- Developer: RIPS Technologies
- Operating system: Cross-platform
- Type: Static code analysis

= RIPS =

Static code analysis software

RIPS (Research and Innovation to Promote Security) is a static code analysis software, designed for automated detection of security vulnerabilities in PHP and Java applications. The initial tool was written by Johannes Dahse and released during the Month of PHP Security in May 2010 as open-source software. The open-source version is released under the GNU Lesser General Public License and was maintained until 2013.

In 2016, RIPS Technologies, a company based in Bochum, Germany, released a rewritten version of RIPS. The closed-source RIPS product was focused on industrial customers. Its analysis techniques were awarded, amongst others, the Internet Defense Prize by Facebook.

In 2020, RIPS Technologies was acquired by SonarSource. The RIPS tool is no longer available as a stand-alone product.
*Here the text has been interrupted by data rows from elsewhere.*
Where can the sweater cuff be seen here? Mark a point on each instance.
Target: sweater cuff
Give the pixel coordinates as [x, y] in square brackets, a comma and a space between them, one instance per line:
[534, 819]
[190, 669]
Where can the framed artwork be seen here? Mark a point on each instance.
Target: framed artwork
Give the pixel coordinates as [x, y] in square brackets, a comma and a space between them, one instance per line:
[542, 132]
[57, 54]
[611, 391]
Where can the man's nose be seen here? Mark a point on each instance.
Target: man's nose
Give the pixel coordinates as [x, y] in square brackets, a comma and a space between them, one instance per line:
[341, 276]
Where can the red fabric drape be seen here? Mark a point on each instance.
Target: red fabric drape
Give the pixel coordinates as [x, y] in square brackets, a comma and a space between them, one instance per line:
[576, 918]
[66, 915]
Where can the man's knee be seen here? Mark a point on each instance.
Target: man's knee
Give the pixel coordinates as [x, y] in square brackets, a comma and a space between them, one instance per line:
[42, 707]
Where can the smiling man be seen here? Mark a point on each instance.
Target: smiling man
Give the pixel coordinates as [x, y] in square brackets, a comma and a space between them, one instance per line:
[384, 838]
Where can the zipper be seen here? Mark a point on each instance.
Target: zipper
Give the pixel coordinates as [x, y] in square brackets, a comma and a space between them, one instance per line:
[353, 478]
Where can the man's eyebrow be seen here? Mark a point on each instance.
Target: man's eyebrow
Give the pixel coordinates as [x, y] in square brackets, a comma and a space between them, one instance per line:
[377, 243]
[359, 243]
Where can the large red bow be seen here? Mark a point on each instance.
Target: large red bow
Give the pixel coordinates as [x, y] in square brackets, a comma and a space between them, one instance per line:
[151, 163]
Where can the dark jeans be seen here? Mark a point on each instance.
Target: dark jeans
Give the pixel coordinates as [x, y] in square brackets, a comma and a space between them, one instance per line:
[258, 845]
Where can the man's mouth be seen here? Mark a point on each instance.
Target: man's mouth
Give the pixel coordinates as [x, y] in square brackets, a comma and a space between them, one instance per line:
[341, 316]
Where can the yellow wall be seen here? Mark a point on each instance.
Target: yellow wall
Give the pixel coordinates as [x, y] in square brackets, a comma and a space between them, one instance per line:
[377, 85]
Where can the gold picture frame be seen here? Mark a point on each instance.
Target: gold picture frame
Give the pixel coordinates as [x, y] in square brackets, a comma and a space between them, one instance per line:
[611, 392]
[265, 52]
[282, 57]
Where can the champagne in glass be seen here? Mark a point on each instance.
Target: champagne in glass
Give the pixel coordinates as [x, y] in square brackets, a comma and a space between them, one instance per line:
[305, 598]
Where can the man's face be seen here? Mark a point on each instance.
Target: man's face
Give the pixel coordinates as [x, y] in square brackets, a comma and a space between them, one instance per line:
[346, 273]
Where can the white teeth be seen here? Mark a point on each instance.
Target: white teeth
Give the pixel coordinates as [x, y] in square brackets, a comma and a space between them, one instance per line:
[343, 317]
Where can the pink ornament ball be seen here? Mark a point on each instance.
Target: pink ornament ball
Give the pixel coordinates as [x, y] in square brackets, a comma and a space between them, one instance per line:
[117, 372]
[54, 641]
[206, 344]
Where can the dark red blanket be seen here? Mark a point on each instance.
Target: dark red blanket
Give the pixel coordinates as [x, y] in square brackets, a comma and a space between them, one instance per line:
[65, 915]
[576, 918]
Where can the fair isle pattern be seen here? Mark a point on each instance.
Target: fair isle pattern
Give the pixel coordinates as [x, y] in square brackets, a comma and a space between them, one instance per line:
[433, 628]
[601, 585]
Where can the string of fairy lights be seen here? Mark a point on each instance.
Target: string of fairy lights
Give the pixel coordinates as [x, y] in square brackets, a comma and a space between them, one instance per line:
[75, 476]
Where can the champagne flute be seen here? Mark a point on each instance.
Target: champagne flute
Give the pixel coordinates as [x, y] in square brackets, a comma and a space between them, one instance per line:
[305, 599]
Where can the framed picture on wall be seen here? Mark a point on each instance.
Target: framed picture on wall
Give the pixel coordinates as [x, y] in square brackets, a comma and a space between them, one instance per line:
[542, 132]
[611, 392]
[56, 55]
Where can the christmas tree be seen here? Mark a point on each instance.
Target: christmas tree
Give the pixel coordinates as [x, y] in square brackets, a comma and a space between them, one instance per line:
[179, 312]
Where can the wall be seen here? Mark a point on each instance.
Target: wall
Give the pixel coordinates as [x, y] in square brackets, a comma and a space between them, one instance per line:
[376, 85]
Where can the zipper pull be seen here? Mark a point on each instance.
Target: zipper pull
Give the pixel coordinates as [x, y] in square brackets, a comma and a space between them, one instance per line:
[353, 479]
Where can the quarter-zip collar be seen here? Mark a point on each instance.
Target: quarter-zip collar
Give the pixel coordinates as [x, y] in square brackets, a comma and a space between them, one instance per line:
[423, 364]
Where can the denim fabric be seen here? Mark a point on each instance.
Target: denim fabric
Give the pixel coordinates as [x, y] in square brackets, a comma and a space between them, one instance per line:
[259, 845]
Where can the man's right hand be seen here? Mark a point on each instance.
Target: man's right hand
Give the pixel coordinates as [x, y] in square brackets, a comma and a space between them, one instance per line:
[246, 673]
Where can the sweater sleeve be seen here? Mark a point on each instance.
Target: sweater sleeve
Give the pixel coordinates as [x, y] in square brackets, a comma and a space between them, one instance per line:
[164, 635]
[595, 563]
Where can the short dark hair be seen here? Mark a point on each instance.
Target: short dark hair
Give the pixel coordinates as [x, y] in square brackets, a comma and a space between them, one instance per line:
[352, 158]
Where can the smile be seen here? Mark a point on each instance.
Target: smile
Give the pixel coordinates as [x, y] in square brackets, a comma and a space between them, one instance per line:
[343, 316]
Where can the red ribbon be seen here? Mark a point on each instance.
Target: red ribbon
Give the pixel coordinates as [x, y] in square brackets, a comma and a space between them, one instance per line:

==Open-Source Version (PHP)==
The open-source version tokenizes PHP code (lexical analysis) based on PHP's tokenizer extension and performs semantic analysis to build a program model. Based on previously analyzed variable assignments, it performs backwards-directed inter-procedural taint analysis of sensitive sinks. This version or RIPS had the ability to scan PHP applications very fast for PHP-specific vulnerabilities. It supports the detection of 15 different vulnerability types, including Cross-Site Scripting, SQL Injection, Local File Inclusion, and others. Detected vulnerabilities are presented in a web interface with the minimum set of affected code lines as well as a vulnerability summary. For each vulnerability, an integrated code viewer can be opened in order to highlight the affected code lines in the original source code, which aids in easier remediation. Furthermore, aid is offered to understand the vulnerability and exploits can be generated automatically. The interface also offers a list of scanned PHP files, user-defined functions, and detected sources. The latest stable release version is 0.55, from 2017.

==Commercial Version (Java, PHP, Node.js)==
The commercial version supported analysis of PHP and Java code. In order to identify security vulnerabilities that are based on second-order data flows or misplaced security mechanisms, it used abstract syntax trees, control-flow graphs, and context-sensitive taint analysis It could automatically detect 200 different vulnerability types, code quality issues and misconfiguration weaknesses. The commercial version supported all versions of Java (up to 11), PHP (up to 7) and Node.js, industry standards such as OWASP Top 10, ASVS, CWE, SANS 25, and PCI-DSS. RIPS was available as on-premises software and as Software-as-a-Service.